Em recente mesa-redonda organizada pelo Instituto FHC para discutir o papel do Brasil na América do Sul foram ressaltados, entre outros aspectos, a inexistência de uma estratégia mais clara e ambiciosa do Brasil e a perspectiva de que uma evolução inercial do relacionamento leve à redução gradual do peso da região na agenda de política externa.
Não se pode examinar a relação do Brasil com a América do Sul sem levar em conta a crescente presença econômica e comercial da China (principal parceiro comercial do Brasil e de diversos outros países) e seu impacto sobre as ações políticas e econômicas do Brasil na região. Em trabalho recente sobre as relações entre a América Latina e a China na primeira década do século XXI, o BID mostrou que os países latino-americanos tiveram uma visão romântica das vantagens do intercâmbio com o país asiático. Apenas soja, ligas e minério de ferro respondem por 57,8% de tudo o que é vendido à China. Em 2010, foram investidos mais de US$50 bilhões na compra de minas, de minério de ferro, poços de petróleo, empresas e terras, sobretudo na América Latina e na África. Os investimentos e as exportações chinesas na região passaram a competir com empresas brasileiras e começam a ganhar mercado até aqui explorados pelo Brasil. O Brasil, dessa forma, não terá alternativa, senão focalizar a China como competidora no mercado interno e no regional, deixando de lado a visão ingênua do começo da década, exemplificada pela concessão do status de economia de mercado à China.
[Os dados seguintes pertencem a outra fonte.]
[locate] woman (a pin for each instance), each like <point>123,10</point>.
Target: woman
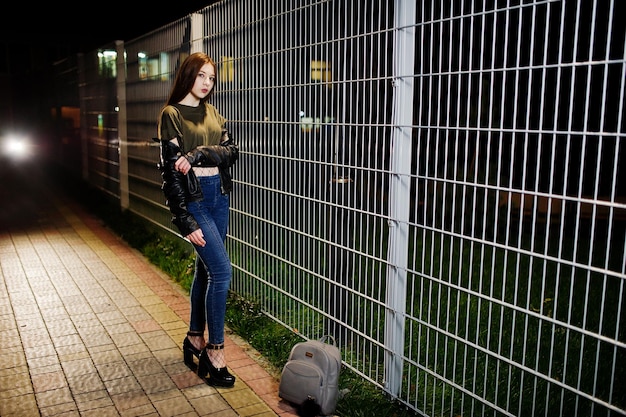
<point>196,156</point>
Embora a América do Sul seja a principal prioridade da política externa e a integração regional nela ocupe um papel central, o Brasil não está aproveitando o bom momento por que passa a economia da região para ampliar sua presença econômica e comercial.
A estagnação do processo de integração, inclusive com as dificuldades institucionais do Mercosul e a instabilidade das regras em muitos países da região, além das oportunidades abertas pela crise econômica na Europa e nos EUA, explicam, em grande parte, a relativa perda de interesse do Brasil nos últimos anos, apesar da retórica oficial em sentido contrário.
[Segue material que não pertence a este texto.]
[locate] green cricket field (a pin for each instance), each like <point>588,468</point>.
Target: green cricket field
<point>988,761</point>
No complexo quadro de transição que a região atravessa, impõe-se, como interesse brasileiro, uma visão estratégica de médio e longo prazo que poderia incluir:
Negociar a ampliação dos acordos bilaterais com todos os países sul-americanos, garantindo aos nossos vizinhos ampla abertura do mercado brasileiro.
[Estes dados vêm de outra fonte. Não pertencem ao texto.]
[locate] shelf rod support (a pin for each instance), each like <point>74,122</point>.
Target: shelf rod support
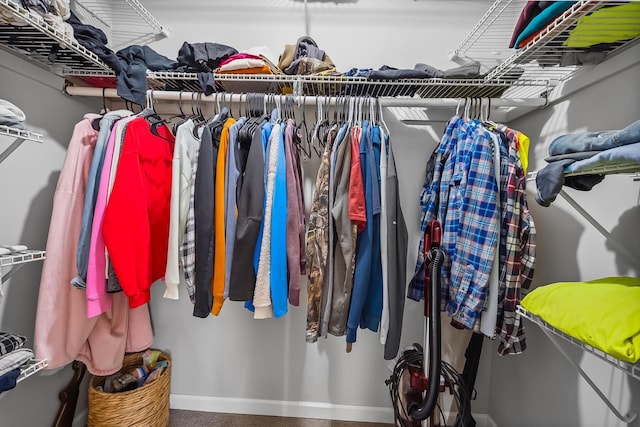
<point>13,270</point>
<point>10,149</point>
<point>624,418</point>
<point>599,227</point>
<point>308,100</point>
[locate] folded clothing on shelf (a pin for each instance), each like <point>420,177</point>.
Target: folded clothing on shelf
<point>12,249</point>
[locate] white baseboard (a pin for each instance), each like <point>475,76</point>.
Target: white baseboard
<point>327,411</point>
<point>320,410</point>
<point>80,420</point>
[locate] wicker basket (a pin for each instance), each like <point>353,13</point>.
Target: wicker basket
<point>147,406</point>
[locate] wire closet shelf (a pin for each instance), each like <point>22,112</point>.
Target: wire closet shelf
<point>33,38</point>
Negociar acordos de garantia de investimentos para proteger as empresas nacionais e de bitributação para facilitar nossa penetração nos mercados da região.
Manter a prioridade do processo de integração regional, com atenção especial para a infraestrutura, a energia e o intercâmbio comercial e retomar projetos de construção de rodovias e ferrovias, estratégicos para permitir que as exportações de produtos brasileiros para a Ásia saiam a partir de portos do Peru e do Chile.
Manter o apoio ao Mercosul, como um processo que a longo prazo levará a uma crescente integração comercial dos países do Cone Sul. Para beneficio de todos os países membros, a decisão que determina que os membros do Mercosul negociem acordos comerciais com uma única voz, deveria ser flexibilizada para permitir que cada país possa negociar individualmente sua lista de produtos. A equivocada entrada da Venezuela é uma questão de tempo e uma avaliação objetiva sobre seus efeitos é muito difícil de ser feita hoje.
O crescente peso econômico do Brasil na América do Sul (mais de 55% do PIB regional) e no contexto global, além da intensa participação nas discussões sobre temas globais e no grupo dos Brics, exigirão do Brasil definição clara de nosso interesse e respostas rápidas e transparentes aos desafios apresentados pelo novo quadro político na região.
Mesmo que a economia continue a crescer a altas taxas de maneira sustentável nos próximos anos, a expansão do Brasil para além da América do Sul não deveria reduzir o nosso interesse – em novas bases, é verdade – pelo mercado regional, que representa mais de 350 milhões de consumidores.